The safety profile was identical in the overall as well as recommended phase-2 dose population. Overall, the most common (≥20%) reported adverse events include; anemia, thrombocytopenia, and leukopenia. Nonhematologic all-grade adverse events include; pyrexia, diarrhea, nausea, fatigue, headache, and cough. Grade 3 or higher adverse events include; cough, diarrhea, nausea, and fatigue.
In the recommended phase-2 dose cohort, hematologic adverse events include; neutropenia, anemia, thrombocytopenia, and leukopenia. Non-hematologic adverse events include; CRS, pyrexia, diarrhea, nausea, fatigue, headache, and cough. There was 1 non hematologic adverse event that was grade 3 or higher, and was fatigue.
Across all doses, there were basically a couple of dose-limiting toxicities, but no DLTs were at the recommended phase-2 dose. These were grade-4 delirium, appeared at the 20 μg/kg intravenous step-up dose, and grade-4 thrombocytopenia, at the 180 μg/kg intravenous dose.
Neurotoxicity noted in the 7 patients (5%), 1 (3%) which appeared at the recommended phase-2 dose. Two grade-3 or higher neurotoxicity noted at the intravenous dose, and none of which were reported with subcutaneous dosing.

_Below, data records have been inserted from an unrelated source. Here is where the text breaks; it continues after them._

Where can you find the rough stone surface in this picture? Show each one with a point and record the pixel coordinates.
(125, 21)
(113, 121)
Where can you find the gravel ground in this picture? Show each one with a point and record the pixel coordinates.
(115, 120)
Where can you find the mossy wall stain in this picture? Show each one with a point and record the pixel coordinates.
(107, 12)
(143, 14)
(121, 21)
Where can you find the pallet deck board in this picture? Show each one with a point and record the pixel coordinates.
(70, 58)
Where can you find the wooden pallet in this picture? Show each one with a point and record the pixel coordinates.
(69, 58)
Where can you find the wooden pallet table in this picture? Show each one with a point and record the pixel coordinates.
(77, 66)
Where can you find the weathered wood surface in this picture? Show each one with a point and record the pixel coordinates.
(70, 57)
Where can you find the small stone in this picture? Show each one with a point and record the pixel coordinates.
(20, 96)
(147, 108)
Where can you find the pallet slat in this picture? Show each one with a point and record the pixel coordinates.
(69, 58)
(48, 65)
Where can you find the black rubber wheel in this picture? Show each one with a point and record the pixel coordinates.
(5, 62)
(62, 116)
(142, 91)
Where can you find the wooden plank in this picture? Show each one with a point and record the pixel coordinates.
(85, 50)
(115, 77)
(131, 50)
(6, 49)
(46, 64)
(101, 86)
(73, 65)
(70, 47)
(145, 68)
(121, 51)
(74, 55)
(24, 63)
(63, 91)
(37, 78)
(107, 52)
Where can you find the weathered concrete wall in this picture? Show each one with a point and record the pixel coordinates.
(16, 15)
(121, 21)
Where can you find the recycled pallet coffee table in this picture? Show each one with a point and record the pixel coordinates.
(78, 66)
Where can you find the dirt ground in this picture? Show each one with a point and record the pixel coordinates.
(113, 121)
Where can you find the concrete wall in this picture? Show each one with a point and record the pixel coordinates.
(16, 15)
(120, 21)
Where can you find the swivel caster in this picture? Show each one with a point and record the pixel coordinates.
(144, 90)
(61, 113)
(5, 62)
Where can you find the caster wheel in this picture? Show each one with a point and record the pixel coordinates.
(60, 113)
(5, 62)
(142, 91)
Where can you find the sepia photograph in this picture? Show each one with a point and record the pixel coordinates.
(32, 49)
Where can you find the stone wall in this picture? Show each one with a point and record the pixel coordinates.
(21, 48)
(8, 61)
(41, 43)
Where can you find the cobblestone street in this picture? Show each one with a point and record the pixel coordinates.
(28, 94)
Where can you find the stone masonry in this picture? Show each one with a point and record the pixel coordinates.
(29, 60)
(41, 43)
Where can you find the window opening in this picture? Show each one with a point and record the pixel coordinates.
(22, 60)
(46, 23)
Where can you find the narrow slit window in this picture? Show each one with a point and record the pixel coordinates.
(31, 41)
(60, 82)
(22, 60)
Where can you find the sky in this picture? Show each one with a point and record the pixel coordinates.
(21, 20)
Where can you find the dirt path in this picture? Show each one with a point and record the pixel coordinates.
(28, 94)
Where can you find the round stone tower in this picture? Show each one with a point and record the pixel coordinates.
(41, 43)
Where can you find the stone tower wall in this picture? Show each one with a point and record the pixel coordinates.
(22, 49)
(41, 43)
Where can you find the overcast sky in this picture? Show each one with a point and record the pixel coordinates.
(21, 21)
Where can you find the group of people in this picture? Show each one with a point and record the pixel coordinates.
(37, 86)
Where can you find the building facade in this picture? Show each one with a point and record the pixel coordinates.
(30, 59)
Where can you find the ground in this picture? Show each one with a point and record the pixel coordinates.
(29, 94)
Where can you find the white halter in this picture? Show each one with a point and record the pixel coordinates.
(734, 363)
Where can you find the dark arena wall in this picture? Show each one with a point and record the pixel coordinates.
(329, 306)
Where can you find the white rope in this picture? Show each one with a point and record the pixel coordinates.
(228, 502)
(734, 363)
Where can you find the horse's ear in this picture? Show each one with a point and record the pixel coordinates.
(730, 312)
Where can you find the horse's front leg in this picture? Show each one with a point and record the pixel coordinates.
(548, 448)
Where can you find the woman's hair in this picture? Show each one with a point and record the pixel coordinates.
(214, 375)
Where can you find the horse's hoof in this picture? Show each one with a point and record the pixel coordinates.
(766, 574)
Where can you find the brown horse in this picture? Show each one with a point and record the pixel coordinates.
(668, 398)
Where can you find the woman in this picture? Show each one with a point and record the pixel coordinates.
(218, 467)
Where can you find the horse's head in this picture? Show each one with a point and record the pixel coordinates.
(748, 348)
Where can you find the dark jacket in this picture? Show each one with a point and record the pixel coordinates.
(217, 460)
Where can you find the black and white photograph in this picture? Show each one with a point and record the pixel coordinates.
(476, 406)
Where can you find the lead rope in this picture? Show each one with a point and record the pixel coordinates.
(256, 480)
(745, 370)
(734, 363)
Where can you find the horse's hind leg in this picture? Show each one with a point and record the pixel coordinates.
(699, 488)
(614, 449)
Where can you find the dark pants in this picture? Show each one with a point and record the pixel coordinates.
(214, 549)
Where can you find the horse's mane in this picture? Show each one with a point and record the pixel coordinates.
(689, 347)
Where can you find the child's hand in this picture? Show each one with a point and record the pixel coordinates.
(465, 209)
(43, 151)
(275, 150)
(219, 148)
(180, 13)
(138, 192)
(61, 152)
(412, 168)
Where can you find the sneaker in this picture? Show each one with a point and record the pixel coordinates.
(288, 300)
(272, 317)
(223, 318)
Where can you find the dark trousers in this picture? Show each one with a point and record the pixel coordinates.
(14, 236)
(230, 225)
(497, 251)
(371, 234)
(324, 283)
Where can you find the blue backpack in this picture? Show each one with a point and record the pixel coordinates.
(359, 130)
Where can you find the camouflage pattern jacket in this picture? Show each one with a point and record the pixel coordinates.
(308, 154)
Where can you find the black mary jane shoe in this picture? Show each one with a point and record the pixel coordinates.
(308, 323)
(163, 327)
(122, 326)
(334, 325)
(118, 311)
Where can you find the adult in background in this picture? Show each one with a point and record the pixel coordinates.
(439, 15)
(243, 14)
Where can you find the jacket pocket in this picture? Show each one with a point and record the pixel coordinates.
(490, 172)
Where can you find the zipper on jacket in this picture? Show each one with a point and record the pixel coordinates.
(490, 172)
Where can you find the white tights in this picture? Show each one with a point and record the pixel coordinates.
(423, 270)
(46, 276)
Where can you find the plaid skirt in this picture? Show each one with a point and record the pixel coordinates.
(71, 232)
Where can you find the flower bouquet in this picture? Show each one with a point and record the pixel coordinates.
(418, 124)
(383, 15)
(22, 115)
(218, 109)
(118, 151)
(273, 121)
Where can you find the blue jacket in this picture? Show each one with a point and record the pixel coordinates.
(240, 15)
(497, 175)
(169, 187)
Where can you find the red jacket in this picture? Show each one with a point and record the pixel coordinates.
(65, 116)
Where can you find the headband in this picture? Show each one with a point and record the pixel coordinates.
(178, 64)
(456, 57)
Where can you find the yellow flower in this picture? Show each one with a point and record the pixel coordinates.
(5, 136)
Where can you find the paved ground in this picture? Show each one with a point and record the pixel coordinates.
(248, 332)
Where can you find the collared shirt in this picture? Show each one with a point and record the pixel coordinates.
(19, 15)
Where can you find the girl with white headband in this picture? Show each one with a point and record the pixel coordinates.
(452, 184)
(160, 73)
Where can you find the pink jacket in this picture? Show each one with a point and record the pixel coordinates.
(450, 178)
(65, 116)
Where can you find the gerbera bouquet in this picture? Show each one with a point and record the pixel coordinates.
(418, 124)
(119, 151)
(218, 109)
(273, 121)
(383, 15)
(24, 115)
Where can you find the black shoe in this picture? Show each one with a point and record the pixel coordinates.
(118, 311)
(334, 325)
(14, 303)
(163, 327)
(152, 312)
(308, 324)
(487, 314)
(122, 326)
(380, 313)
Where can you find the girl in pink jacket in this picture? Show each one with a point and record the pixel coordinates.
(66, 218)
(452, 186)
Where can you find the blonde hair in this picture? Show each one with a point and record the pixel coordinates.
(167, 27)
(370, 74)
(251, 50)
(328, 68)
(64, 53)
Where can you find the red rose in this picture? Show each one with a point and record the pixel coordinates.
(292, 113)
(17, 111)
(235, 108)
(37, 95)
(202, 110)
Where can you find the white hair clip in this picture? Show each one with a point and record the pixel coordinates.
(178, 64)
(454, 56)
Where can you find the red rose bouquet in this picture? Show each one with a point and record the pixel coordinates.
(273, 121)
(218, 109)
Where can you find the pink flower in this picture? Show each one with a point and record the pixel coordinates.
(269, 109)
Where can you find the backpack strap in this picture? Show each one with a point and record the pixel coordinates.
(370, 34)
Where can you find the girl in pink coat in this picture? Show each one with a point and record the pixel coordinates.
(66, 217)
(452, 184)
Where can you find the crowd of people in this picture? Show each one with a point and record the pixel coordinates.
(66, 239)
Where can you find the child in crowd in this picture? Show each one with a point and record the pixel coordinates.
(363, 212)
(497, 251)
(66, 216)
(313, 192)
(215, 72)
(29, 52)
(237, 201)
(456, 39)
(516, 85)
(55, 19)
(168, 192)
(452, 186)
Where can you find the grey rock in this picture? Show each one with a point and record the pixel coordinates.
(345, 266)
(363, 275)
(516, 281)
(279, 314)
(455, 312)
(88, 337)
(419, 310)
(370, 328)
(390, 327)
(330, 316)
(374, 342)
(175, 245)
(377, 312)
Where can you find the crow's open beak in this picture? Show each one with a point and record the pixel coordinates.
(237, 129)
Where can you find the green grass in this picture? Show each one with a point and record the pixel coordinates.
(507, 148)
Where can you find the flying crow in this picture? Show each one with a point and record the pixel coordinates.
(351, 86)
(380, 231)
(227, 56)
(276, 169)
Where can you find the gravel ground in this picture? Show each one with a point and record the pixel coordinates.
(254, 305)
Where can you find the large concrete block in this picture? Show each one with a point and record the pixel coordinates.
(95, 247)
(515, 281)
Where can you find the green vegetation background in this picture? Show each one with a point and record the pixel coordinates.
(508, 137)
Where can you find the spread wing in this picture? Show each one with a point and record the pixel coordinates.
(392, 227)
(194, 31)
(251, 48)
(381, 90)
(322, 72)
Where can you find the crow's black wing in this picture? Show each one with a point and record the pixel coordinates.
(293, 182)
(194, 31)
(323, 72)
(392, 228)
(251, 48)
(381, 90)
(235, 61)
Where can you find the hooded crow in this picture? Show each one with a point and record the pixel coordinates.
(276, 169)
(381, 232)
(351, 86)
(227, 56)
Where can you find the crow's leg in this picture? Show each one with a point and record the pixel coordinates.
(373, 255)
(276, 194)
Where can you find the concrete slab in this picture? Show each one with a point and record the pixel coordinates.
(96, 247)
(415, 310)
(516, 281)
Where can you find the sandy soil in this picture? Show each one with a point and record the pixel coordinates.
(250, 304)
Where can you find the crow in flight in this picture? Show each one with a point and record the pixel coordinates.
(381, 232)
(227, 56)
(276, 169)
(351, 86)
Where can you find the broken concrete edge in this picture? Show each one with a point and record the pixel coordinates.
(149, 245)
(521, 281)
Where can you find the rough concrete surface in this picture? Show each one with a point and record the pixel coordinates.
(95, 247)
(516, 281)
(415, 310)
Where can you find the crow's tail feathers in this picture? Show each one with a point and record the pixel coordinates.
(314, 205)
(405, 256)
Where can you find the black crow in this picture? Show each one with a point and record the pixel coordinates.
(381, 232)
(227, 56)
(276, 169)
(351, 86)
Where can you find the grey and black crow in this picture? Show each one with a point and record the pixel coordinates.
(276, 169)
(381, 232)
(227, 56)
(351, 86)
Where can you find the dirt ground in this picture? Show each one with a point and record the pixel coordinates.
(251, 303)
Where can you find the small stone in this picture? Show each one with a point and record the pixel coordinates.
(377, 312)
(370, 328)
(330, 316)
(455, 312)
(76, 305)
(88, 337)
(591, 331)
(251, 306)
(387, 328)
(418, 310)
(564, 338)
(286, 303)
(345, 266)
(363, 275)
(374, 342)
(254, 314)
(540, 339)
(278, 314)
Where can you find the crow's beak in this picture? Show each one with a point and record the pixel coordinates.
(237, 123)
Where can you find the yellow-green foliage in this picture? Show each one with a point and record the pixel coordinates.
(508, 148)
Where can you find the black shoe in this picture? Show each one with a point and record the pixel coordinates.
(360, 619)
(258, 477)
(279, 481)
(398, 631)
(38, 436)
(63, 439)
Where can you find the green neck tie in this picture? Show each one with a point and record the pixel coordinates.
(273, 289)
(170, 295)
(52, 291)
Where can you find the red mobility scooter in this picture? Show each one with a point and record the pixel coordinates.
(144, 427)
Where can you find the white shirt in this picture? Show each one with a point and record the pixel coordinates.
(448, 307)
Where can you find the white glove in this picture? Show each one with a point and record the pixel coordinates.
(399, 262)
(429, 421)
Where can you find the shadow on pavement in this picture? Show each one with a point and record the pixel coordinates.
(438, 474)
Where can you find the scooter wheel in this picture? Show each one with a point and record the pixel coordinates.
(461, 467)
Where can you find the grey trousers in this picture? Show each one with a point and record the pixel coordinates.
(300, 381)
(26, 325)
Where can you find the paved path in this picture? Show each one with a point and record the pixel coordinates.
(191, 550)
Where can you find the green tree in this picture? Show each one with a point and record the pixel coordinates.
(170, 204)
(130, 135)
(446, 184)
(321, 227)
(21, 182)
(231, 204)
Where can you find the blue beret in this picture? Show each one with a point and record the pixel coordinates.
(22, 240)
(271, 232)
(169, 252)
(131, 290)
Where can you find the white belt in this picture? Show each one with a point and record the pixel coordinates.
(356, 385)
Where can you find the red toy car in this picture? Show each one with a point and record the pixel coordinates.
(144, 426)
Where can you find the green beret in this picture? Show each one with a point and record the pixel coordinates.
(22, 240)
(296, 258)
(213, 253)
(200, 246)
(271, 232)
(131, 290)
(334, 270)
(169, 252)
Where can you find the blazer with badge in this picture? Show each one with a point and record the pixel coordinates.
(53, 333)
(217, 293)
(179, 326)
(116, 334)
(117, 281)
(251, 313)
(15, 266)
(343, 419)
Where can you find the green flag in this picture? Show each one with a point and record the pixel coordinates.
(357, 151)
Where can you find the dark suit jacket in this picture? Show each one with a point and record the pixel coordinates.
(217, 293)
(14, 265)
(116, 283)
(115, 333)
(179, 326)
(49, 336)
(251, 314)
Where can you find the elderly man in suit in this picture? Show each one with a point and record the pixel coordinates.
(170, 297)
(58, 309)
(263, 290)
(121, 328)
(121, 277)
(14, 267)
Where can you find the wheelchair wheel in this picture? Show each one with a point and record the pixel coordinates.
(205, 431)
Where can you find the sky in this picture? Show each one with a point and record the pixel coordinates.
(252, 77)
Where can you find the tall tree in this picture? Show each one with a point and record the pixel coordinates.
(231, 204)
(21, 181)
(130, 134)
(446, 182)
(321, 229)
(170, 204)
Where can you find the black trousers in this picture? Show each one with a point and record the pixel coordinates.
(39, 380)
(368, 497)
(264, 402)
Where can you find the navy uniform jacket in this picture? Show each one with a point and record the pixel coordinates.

Injection-site reactions appeared in 32% of patients, 36% noted at the recommended phase-2 dose, all of which were noted as either grade 1 or 2. One treatment-related adverse event, grade 5 pneumonia at 80 μg/kg following 16 cycles, led to death; no treatment related casualties noted at the recommended phase-2 dose.
The CRS noted in 55% of patients overall; the median time to CRS onset was two days (range, 1 to 5 days) and the median duration of CRS was two days (range, 1 to 8).
51% of patients had supportive measures in order to treat CRS: tocilizumab, steroids, low flow oxygen, and single low-dose vasopressor.
None kind of treatment discontinuations due to CRS noted; CRS was generally confined to the step-up and initial complete doses. CRS appeared in 54%, 57%, and 64% in the intravenous, subcutaneous, and recommended phase-2 dose groups, respectively.
Step-up dosing was considered in order to mitigate the risk of severe CRS, and there were no cases of the grade-3 or higher CRS.
According to Garfall, “The phase-I carried out study remains ongoing, and a phase-II extended study has been initiated, Garfall concluded.